Ainda assim, o grosso do cartaz é constituído por propostas ora vindas do “mainstream” (signifique o que significar esta denominação cada vez mais incorrecta), ora de projectos com uma índole mais experimental. Na primeira vertente está o Abe Rábade Trio, com actuação a 1 de Julho, no qual encontramos Bruno Pedroso, o outro português do certame. Pianista de superiores capacidades, Rábade é um dos músicos espanhóis mais presentes no jazz de Portugal, a par de Perico Sambeat e Jesus Santandreu, e aquele que integra mais músicos do nosso país nos seus grupos. Segue-se, no dia 2, o David Puime Trío, com um repertório fiel à tradição guitarrística de Jim Hall e Wes Montgomery. A 4, vez para o Javier Marcos Quinteto, com o cantor-líder a inscrever-se na herança do “crooning”, ainda que com claras influências do cool. O dia 6 de Julho traz consigo o jazz elegante e muito atmosférico do Alfonso Calvo Septet.

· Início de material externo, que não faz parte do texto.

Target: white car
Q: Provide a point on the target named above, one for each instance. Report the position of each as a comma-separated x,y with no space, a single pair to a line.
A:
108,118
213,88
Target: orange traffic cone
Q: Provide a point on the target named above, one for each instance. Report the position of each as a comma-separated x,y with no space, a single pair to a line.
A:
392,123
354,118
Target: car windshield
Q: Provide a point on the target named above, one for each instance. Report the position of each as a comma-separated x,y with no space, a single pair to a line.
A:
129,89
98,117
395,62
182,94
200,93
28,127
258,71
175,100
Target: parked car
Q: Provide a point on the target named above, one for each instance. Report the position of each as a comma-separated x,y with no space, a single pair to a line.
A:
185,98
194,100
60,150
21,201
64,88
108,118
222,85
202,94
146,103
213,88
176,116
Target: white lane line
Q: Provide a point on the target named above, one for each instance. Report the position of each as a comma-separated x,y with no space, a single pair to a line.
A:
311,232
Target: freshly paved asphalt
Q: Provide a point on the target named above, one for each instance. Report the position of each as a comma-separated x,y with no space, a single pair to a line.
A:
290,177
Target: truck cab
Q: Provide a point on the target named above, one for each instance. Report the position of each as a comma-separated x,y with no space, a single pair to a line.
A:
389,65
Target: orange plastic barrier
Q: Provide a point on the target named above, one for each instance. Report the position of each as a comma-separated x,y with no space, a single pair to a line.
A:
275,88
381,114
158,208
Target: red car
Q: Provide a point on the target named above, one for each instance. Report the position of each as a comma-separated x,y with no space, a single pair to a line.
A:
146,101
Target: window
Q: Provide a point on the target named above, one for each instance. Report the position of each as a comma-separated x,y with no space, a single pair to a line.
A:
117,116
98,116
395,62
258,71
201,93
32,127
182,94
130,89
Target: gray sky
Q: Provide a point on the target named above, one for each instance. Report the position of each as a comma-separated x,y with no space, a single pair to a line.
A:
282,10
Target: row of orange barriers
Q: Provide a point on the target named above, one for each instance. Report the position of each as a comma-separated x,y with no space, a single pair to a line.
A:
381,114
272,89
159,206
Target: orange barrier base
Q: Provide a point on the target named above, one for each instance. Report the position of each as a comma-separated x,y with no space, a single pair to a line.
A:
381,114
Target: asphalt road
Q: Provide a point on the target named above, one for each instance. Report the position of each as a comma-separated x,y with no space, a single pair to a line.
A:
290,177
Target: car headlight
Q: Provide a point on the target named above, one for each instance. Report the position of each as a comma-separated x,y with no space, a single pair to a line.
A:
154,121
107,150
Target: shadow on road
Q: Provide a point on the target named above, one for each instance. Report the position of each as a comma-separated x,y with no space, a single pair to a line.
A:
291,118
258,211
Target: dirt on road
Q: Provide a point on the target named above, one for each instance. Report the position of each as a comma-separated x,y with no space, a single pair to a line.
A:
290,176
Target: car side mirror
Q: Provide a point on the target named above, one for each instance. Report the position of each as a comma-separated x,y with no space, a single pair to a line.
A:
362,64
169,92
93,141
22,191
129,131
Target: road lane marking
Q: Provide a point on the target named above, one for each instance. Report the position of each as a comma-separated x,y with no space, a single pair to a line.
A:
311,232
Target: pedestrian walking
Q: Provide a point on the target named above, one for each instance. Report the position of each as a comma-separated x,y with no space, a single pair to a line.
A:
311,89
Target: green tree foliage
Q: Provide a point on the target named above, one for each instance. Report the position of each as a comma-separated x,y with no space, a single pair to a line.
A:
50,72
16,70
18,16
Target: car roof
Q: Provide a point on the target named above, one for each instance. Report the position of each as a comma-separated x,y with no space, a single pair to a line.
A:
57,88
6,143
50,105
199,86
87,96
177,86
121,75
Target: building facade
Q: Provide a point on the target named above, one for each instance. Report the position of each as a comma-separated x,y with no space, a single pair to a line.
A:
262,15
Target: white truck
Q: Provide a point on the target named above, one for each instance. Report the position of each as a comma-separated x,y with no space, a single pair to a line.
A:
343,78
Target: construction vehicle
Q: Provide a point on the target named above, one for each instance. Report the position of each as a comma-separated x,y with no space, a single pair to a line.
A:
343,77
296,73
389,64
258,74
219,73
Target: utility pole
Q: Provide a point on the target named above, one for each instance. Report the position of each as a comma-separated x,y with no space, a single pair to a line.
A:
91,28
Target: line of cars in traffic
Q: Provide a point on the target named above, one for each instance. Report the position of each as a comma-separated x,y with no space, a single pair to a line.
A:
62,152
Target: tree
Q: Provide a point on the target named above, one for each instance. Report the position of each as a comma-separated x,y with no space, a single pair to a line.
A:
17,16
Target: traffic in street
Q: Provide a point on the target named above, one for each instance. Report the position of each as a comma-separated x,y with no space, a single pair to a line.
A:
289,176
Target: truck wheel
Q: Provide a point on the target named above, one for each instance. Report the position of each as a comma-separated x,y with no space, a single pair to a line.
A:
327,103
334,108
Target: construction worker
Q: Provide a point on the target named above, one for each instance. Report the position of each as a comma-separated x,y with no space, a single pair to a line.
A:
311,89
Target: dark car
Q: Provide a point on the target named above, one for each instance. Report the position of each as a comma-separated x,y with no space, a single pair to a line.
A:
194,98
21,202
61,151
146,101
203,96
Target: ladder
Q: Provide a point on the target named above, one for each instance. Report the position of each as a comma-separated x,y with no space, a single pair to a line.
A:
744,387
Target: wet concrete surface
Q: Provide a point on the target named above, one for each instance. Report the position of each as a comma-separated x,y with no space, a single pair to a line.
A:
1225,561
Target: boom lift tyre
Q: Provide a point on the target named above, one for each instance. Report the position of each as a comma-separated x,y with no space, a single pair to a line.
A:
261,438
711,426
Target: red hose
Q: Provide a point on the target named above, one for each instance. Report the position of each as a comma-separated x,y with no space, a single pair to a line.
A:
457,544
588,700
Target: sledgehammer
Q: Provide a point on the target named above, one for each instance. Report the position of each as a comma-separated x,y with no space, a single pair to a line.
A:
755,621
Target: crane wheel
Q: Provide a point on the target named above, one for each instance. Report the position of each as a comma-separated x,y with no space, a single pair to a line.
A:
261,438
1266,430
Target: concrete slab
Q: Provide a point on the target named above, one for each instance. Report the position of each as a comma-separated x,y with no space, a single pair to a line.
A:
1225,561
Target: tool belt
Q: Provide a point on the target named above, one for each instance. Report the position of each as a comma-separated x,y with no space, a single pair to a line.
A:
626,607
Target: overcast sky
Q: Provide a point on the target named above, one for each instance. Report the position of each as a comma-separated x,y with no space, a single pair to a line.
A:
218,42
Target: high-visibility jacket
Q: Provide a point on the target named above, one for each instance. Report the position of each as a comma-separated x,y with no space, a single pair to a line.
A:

As abordagens mais desalinhadas e exploratórias iniciam-se, a 3 de Julho, com o solo Cirerot do catalão, residente em Lisboa, Albert Cirera, numa abordagem abrupta («selvagem», diz o próprio) da melodia. A utilização de técnicas extensivas no manejo dos saxofones tenor e soprano levam-no para o domínio da música improvisada sem idioma definido. É um solo também, mas de guitarra e electrónica, que Santiago Quintáns protagoniza, sob a designação ARK, no dia 4. “Escultura em movimento” e “espaço sonoro como zona de jogo” – assim é apresentado este projecto pelo músico espanhol radicado nos EUA. A 5 será a vez de Julián Elvira dar a ouvir o instrumento que inventou, a flauta pronomo, bem como o que faz com outras de registo grave, indo do contrabaixo ao octobaixo. Elvira especializou-se na interpretação de obras contemporâneas da chamada “new complexity” e em particular do compositor Brian Ferneyhough. Não é propriamente jazz, mas interessa a este conhecer o trabalho de ponta que se vai desenvolvendo à sua volta.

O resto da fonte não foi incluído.